Quarterly Commentary

2Q 2022


  • Historic global inflation continued to dominate the headlines in 2Q22. Year-over-year inflation in June 2022 was 9.1%, the highest level in 41 years. The inflation we are experiencing is due to a variety of reasons including supply constraints, component shortages, government regulations, environmental policies, energy supplies, food production costs, and transportation and logistical complications.
  • Energy costs remain one of the largest contributors to inflation; the price of gasoline increased 59.9% year-over year. We have not yet seen the height of food inflation.
  • The Federal Reserve is attempting to control inflation by slowing the economy and tightening monetary policy. The Fed has begun to raise interest rates, which impacts risk assets. The interest rate yield curve has flattened and will begin to invert as the economy slows and future inflation fears abate.
  • The stronger U.S. dollar could affect corporate earnings as exports become relatively more expensive.
  • Economic growth is weakening, and the probability of a recession is increasing.
  • Geopolitical risks will persist for an extended period as the war in Ukraine does not seem to be ending anytime soon. Side effects of this atrocity are higher input costs and disruptions to global supply chains.

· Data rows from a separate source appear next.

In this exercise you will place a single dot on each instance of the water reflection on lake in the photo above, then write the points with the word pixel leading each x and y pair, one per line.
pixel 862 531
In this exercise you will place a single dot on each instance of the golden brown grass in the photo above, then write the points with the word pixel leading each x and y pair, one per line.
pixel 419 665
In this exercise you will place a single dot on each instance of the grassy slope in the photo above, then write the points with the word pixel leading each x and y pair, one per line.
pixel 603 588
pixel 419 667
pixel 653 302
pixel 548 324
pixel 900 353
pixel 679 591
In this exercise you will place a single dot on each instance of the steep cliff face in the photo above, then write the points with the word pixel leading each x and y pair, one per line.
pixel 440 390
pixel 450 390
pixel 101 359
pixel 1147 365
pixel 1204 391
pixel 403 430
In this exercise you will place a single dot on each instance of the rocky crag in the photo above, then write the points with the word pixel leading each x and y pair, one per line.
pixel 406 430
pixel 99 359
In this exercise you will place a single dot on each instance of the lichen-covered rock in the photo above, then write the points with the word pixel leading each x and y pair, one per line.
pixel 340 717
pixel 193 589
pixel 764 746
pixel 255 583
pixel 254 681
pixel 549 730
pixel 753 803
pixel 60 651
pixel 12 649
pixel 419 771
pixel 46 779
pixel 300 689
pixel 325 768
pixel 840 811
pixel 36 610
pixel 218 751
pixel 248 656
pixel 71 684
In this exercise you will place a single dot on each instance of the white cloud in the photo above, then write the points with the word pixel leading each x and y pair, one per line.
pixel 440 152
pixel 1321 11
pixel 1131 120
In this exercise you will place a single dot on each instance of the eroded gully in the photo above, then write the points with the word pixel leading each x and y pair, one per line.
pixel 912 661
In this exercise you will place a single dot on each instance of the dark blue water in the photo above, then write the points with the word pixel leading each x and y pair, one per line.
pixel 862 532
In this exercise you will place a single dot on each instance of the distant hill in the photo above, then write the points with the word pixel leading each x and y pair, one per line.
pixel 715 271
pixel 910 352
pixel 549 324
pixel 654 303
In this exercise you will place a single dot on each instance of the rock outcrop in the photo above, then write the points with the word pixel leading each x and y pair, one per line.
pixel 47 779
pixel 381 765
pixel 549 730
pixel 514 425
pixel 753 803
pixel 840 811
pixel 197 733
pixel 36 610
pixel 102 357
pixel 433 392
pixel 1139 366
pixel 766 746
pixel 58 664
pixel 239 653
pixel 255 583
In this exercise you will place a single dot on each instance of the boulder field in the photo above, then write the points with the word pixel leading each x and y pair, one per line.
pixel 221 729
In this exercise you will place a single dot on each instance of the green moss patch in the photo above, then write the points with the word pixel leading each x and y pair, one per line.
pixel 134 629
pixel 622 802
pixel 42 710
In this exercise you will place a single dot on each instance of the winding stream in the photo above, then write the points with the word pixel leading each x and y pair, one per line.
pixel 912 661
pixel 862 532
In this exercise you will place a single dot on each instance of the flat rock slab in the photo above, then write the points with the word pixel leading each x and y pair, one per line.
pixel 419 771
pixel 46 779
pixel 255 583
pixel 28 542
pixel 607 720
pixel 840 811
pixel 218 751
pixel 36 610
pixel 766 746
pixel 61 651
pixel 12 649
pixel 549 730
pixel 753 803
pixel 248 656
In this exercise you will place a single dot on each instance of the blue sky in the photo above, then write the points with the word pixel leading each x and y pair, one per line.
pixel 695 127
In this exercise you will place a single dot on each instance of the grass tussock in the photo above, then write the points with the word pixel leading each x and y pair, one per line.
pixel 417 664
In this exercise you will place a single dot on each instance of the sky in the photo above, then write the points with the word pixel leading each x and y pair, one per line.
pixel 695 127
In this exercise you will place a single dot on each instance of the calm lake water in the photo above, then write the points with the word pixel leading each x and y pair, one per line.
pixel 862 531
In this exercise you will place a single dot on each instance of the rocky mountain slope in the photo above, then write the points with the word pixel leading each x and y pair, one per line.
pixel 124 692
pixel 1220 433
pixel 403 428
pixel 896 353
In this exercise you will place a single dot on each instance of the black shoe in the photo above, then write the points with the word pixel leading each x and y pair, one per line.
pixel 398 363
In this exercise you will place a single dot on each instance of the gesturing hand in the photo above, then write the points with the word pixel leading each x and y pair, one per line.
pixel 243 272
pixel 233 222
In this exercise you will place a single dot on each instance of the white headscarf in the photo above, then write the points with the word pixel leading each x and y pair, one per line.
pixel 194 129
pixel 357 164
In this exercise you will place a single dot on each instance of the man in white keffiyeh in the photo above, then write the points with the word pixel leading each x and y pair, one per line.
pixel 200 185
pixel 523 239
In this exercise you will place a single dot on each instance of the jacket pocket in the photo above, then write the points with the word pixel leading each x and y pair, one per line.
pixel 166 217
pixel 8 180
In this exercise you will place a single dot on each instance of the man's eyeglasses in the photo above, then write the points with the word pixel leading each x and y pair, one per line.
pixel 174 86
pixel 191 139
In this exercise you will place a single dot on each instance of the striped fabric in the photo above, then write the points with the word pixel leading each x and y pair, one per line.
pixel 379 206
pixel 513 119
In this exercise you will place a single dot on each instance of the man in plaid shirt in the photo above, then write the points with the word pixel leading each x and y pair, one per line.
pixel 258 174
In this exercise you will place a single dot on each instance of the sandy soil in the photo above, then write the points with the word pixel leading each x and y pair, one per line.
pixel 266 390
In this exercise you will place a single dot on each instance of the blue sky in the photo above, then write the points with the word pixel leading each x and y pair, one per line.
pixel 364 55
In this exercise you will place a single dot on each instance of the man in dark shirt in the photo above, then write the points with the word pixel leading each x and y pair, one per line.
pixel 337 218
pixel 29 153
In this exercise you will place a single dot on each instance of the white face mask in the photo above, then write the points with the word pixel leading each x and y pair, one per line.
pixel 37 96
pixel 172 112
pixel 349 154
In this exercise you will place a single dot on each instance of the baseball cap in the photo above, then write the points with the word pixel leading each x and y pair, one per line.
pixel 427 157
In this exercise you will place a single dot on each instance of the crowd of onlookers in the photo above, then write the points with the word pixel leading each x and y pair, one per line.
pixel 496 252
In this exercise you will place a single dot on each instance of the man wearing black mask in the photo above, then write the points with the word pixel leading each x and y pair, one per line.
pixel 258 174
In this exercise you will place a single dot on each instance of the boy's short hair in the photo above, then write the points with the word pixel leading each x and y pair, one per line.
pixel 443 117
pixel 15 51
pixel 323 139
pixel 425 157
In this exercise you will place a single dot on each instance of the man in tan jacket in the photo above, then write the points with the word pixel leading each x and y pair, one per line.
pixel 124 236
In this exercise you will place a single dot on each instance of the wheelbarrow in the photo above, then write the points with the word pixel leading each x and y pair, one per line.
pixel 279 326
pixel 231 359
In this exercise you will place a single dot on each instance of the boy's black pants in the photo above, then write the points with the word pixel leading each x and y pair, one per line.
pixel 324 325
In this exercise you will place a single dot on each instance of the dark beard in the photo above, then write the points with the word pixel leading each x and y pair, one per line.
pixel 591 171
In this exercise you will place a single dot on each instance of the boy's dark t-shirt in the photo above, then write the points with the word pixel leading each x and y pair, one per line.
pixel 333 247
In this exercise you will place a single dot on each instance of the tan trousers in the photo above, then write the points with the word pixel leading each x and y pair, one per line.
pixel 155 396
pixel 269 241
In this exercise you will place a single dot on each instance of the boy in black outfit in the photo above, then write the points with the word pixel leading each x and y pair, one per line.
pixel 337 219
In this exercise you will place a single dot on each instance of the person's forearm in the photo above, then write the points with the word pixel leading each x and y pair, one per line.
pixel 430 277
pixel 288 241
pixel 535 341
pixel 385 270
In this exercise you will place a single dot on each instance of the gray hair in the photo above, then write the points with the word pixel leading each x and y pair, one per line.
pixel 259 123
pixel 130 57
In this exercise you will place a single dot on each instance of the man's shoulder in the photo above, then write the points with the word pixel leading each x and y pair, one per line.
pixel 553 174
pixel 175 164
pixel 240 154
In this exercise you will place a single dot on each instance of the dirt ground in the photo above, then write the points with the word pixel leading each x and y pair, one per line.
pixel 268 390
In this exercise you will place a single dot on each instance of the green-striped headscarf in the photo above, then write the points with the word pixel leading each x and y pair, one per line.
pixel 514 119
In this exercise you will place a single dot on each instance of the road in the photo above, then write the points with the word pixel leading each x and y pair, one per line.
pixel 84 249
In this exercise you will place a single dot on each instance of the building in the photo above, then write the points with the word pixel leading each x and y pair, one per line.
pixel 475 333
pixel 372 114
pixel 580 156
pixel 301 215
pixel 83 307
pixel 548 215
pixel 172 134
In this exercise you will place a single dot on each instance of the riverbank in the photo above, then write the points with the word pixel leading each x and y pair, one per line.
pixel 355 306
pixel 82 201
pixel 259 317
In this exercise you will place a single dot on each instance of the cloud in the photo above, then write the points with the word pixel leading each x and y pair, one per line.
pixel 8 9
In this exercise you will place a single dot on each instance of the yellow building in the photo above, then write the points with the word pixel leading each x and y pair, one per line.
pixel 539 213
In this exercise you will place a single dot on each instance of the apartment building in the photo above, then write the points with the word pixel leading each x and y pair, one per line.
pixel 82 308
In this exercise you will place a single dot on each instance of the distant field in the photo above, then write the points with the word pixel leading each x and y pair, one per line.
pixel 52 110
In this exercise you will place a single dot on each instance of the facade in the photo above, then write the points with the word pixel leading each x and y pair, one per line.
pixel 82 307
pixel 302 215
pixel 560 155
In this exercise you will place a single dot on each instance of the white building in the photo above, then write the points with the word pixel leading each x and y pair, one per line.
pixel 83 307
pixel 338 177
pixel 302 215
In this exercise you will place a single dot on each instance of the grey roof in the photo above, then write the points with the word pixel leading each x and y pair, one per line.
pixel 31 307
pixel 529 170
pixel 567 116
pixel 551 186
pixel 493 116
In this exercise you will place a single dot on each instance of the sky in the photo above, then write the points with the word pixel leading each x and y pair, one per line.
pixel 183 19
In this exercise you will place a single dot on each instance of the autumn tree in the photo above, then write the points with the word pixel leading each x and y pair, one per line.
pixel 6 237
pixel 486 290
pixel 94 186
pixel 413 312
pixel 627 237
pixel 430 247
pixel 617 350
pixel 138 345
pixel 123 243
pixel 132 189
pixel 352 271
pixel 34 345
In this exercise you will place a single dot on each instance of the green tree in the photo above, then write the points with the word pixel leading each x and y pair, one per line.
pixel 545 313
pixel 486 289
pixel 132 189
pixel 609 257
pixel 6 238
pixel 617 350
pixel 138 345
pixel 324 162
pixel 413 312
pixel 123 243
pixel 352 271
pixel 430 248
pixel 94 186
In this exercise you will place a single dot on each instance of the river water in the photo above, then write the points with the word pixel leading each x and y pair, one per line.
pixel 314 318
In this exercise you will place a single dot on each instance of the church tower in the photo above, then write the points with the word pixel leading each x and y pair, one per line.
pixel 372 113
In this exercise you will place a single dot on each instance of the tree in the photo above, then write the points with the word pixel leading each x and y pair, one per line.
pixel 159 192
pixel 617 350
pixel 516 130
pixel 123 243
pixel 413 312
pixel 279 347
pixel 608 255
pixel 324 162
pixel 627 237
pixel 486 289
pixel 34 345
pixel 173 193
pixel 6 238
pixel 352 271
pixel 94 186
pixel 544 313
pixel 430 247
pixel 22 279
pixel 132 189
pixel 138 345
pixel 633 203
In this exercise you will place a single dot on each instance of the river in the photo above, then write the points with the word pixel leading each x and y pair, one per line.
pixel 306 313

  • The Fund’s Institutional (NESIX) and Retail classes (NESGX) returned –26.03% and –26.13% respectively in 2Q22, underperforming the Russell 2000 Growth’s -19.25%.
  • Small cap stocks have been in a bear market since March 2021 and larger cap stocks have been weakening. We are hopeful that this correction is in the later innings; however, we have yet to experience the impacts of monetary tightening, a capitulatory market sell-off, and extreme volatility.
  • The fund’s top five performers were: Photronics Inc. (PLAB), Inogen Inc. (INGN), TTM Technologies Inc. (TTMI), Western Digital Corp. (WDC) and Alteryx Inc. (AYX).
  • The Fund’s bottom five performers were: Standard BioTools Inc (LAB), Benefitfocus Inc. (BNFT), Infinera Corp. (INFN), NLight Inc. (LASR) and Edgio Inc. (EGIO).
  • Given the fund’s under-allocation to the energy sector, we were not able to pick up on the tailwinds of surging oil prices, while also seeing further losses from an overweight in technology.


  • We expect the market selloff may overshoot to the downside and growth at reasonable prices should provide interesting entry points for long term investors to buy high-quality stocks that have good managements, strong balance sheets and earnings and cash flows. Investment patience and conviction are needed in these volatile and uncertain times.
  • Earnings season is soon to begin in July, and the impact of component shortages and overall supply chain challenges remain a significant issue for technology companies. The shutdown of Shanghai in China will have significant near-term impacts on company results.
  • Labor issues, logistical transportation, higher commodity prices and supply chain constraints have hampered earnings and forward guidance for many companies.
  • If supply chain risks can improve combined with lower energy costs, inflation may decline more rapidly than currently projected. If we do see an improvement in these inflationary pressures, it would help to alleviate the monetary actions currently contemplated by the Federal Reserve.
  • Congress needs to pass the CHIPS Act to help accelerate semiconductor development within the US. It has enormous geopolitical benefits to the nation.